- Born: Dillon Ross 1993 or 1994 (age 31–32)
- Occupation: Drag performer
- Known for: Call Me Mother (season 2) Canada's Drag Race (season 6)

= Mya Foxx =

Canadian drag performer

Mya Foxx is the stage name of Dillon Ross, a Canadian drag performer who competed on the second season of Call Me Mother and sixth season of Canada's Drag Race. She is based in Halifax, Nova Scotia.

==Early life and career==
Dillon Ross was raised in Sydney, Nova Scotia, a coastal city on Cape Breton Island, until moving to Halifax to attend college. He graduated with degrees in human resource management and marketing in addition to a minor in French from the Sobey School of Business at Saint Mary's University in 2017. Outside of performance, he works as a human resources manager for Halifax-based non-profit organization Sport Nova Scotia.

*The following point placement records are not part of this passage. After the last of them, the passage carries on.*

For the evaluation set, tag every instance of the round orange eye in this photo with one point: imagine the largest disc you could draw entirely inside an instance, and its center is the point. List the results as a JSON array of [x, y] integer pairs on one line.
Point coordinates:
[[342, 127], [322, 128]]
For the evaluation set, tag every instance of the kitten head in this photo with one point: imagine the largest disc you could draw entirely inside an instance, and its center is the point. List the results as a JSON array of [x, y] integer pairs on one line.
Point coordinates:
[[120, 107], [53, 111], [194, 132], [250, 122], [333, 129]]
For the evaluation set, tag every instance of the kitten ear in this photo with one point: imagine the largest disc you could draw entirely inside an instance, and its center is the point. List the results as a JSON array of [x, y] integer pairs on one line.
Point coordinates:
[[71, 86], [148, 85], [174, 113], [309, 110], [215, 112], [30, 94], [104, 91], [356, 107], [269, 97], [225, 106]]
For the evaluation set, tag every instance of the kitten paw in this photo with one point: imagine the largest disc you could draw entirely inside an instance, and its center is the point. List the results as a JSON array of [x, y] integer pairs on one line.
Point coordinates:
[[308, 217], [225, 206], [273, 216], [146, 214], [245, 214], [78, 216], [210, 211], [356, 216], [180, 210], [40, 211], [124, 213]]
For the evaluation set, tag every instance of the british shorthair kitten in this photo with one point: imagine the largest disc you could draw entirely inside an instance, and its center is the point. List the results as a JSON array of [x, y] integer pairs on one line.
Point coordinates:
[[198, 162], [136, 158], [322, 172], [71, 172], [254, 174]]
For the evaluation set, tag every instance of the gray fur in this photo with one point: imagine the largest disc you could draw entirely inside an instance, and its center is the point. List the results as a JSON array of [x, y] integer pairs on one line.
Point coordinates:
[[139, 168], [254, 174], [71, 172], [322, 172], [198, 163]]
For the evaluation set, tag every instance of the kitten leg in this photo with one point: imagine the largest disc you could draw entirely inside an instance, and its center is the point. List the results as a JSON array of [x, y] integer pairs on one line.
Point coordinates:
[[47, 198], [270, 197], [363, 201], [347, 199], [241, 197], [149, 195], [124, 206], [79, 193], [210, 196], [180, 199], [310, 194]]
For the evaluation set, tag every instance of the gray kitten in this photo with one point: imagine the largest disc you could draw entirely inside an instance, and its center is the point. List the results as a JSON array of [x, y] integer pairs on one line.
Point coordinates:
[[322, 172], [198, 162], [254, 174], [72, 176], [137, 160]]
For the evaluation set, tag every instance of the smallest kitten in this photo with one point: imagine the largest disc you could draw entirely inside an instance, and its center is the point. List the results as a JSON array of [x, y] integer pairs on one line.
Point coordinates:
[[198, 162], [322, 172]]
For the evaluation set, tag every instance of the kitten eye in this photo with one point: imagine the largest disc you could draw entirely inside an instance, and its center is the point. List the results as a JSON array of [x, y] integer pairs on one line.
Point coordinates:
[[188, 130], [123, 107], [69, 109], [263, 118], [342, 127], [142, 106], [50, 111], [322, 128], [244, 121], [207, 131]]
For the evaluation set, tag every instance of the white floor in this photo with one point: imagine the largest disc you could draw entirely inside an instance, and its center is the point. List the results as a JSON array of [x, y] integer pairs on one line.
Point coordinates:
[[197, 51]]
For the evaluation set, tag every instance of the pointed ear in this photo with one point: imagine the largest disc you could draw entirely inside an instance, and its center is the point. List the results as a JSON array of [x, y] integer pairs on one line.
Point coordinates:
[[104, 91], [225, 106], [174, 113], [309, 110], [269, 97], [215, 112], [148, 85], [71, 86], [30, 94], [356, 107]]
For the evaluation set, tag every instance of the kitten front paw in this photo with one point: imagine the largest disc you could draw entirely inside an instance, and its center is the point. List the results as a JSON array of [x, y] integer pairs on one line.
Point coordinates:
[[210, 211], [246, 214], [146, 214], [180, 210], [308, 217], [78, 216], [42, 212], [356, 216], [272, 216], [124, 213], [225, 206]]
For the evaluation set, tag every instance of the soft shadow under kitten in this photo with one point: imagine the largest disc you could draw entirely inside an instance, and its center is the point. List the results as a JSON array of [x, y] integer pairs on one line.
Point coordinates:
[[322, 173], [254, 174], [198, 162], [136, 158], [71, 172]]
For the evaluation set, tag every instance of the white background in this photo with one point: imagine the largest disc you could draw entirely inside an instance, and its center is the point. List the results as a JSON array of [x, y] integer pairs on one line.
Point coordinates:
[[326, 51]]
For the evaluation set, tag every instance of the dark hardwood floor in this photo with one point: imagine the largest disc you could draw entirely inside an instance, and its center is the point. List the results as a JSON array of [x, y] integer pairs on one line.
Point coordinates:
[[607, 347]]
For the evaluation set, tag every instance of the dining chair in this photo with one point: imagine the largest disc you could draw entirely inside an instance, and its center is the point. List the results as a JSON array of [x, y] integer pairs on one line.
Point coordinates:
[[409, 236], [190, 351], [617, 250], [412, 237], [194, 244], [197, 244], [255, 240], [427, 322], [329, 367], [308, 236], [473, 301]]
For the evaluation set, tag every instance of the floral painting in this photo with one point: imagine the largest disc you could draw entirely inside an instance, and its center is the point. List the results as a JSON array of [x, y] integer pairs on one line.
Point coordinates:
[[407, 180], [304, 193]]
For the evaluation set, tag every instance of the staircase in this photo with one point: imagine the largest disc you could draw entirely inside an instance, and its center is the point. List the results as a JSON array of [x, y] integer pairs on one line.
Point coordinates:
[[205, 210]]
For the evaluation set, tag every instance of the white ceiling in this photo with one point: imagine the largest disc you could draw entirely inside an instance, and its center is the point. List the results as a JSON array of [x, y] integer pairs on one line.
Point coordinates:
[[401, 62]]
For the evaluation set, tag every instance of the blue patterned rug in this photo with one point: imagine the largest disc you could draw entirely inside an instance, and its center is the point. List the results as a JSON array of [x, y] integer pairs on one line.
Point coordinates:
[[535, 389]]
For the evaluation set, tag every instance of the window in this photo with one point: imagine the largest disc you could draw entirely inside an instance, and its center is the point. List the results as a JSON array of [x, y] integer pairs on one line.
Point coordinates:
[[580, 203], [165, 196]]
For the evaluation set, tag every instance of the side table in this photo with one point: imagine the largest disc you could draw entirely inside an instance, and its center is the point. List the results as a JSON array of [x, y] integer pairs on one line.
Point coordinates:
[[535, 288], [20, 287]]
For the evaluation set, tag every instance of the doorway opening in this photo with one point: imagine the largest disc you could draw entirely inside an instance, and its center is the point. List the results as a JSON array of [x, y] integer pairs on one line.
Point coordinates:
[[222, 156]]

Ross performs in drag as Mya Foxx. She began performing onstage during the COVID-19 pandemic and has cited her inspirations to be Mya, The Pussycat Dolls and Ashanti. As Mya Foxx, Ross competed on the second season of Call Me Mother, making her the first queen of Inuk descent on any televised drag competition.

==Personal life==
Ross is of Scottish, Romanian, and Inuk heritage and is a fluent speaker of English and French. Ross uses she/her pronouns in drag and he/him pronouns out of drag.

== Filmography ==
=== Television ===
- Call Me Mother (2022)
- Canada's Drag Race (2025)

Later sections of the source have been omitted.